ERA.id - Ketua Komisi VII DPR RI Sugeng Suparwoto mengatakan, pihaknya bakal memanggil Menteri Investasi dan Kepala BKPM Bahlil Lahadalia terkait proses perizinan pertambangan nikel di Maluku Utara.
"Kita akan panggil Pak Bahlil. Secepatnya. Apalagi sudah menjadi isu kaya begini," kata Sugeng kepada wartawan di Kompleks Parlemen, Senayan, Jakarta, Selasa (5/3/2024).
Menurutnya, Komisi VII DPR RI sudah lama mendengar isu tersebut. Hanya saja tidak bisa menyidik karena bukan lembaga hukum.
"Kami di Komisi VII sebetulnya sudah lama (mengetahui) isu ini. Tapi sekali lagi, kami bukan lembaga hukum yang lantas bisa menyidik sana sini," ucapnya.
Dia mengaku, tak sedikit pengusaha tambang yang mengeluhkan soal izin usahanya yang dicabut.

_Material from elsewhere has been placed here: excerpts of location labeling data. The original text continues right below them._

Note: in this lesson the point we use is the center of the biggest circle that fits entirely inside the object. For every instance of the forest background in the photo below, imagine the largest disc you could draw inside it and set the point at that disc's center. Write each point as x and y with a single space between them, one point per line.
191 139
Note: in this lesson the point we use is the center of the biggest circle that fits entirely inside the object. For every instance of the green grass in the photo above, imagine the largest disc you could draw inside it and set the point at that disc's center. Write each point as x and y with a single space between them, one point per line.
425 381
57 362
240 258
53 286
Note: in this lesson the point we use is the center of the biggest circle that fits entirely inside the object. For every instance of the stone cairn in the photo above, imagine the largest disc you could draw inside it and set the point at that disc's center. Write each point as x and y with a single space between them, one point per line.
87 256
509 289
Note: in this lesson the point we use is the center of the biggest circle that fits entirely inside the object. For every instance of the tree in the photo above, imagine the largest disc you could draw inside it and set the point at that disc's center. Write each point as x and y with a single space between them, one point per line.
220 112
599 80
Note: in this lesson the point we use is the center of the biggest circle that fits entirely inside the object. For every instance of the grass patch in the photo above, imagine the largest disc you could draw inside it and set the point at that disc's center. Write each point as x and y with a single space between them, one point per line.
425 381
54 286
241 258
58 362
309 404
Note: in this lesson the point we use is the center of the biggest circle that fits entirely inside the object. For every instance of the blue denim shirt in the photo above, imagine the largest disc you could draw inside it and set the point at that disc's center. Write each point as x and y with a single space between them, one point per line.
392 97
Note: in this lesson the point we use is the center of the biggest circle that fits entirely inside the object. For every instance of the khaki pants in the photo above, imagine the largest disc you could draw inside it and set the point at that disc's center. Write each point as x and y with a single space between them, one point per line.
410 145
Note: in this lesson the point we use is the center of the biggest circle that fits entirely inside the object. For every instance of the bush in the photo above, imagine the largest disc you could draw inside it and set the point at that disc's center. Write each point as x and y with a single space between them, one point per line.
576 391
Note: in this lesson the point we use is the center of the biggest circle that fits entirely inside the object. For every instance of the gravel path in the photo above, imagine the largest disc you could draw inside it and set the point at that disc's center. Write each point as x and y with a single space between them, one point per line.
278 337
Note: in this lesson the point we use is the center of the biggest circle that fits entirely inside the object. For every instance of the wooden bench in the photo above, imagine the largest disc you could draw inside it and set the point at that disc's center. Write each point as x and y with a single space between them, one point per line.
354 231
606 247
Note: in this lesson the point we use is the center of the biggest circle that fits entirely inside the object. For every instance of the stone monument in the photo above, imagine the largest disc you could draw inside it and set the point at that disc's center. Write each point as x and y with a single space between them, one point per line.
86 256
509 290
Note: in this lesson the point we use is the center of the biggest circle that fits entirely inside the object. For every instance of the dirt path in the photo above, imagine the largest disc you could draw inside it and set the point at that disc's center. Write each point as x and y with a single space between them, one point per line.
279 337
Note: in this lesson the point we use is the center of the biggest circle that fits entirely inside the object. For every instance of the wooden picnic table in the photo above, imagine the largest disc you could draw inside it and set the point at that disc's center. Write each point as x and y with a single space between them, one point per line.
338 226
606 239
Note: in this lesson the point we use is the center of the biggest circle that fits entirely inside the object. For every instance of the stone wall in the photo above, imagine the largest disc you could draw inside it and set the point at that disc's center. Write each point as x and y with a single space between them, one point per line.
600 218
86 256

Termasuk perihal Satuan Tugas (Satgas) Penataan Penggunaan Lahan dan Penataan Investasi yang dipimpin oleh Bahlil.
Menurutnya, Satgas Penataan Penggunaan Lahan dan Penataan Investasi awalnya berfungsi untuk membangun kepastikan hukum, namun justru berkembang untuk menekan para pengusaha.
"Semula konon ini satgas ini untuk membangun kepastian hukum, tapi yang terjadi ketidakpastian hukum. Itulah celah terjadinya abuse of power. Ketidakpastian itu yang timbulkan korupsi, kolusi, dan nepotisme (KKN)," ujar Sugeng.
Ketua DPP Partai NasDem itu menambahkan, tak menutup kemungkinan DPR RI akan membentuk pantia khusus (pansus) apabila dalam prosesnya nanti menemukan banyak pelanggaran.
"Oh sangat (mungkin membentuk pansus)," ucapnya.
Sebelumnya, Anggota Komisi VII DPR RI, Mulyanto mendesak Komisi Pemberantasan Korupsi (KPK) memeriksa Menteri Investasi dan Kepala BKPM, Bahlil Lahadalia dalam kapasitasnya sebagai Kepala Satuan Tugas Penataan Penggunaan Lahan dan Penataan Investasi.
Bahlil diduga melakukan penyalagunaan wewenang sebagai Kepala Satuan Tugas Penataan Penggunaan Lahan dan Penataan Investasi dalam mencabut dan mengaktifkan kembali Izin Usaha Pertambangan (IUP) serta Hak Guna Usaha (HGU) lahan sawit di beberapa daerah.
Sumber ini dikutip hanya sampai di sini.